If $n > 2$, then $\mu_n$ is the sum of the prime powers appearing in the decomposition of $n$.
$D_{2n}$ is embeddable in $S_k$ if and only if the following things happen: (1) We can find an element $\sigma$ of order $n$ in $S_k$. (2) We can find an element $\tau$ of order $2$ in $S_k$ such that $\tau \sigma \tau^{-1} = \sigma^{-1}.$
(3) $\tau$ is not a power of $\sigma$. (But (3) follows from (2) if $n > 2$, since otherwise $\tau$ would commute with $\sigma$, so we would have $\sigma = \sigma^{-1}$.)
The order of an element $\sigma$ is the lcm of its cycle lengths.
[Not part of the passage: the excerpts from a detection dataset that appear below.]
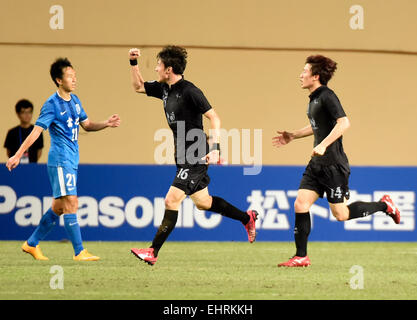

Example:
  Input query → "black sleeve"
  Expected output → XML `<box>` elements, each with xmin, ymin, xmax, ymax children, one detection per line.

<box><xmin>185</xmin><ymin>87</ymin><xmax>211</xmax><ymax>114</ymax></box>
<box><xmin>324</xmin><ymin>92</ymin><xmax>346</xmax><ymax>120</ymax></box>
<box><xmin>144</xmin><ymin>81</ymin><xmax>164</xmax><ymax>99</ymax></box>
Say the order of $\sigma$ is $n$, and $\sigma$ moves as few elements as possible. Clearly, no prime factor can appear in the length of more than one cycle of $\sigma$. (If a factor $p^a$ appears in one cycle to a lower power than in another, simply divide the length of that cycle by $p^a$ to get a shorter permutation $\sigma$ without changing the lcm of its cycle lengths.) Also, each cycle must have prime power order, for if a cycle had length $ab$ with $a$ and $b$ relatively prime (and $> 1$), we could replace the cycle with two cycles of respective lengths $a$ and $b$ to obtain a shorter $\sigma$. Consequently the best we can do is have $\sigma$ with cycle lengths each of the prime power factors of $n$.
The only problem now is to show that $\tau$ can be chosen without increasing $k$. If one of the cycles in $\sigma$ is $(a_1, a_2, \dots, a_r)$, then let $\tau(a_1) = a_r$, $\tau(a_2) = a_{r-1}$, ..., $\tau(a_r) = a_1$. Define $\tau$ this way on each of the orbits of $\sigma$. Then $\tau$ has order $2$ and $\tau \sigma \tau^{-1} = \sigma^{-1}$.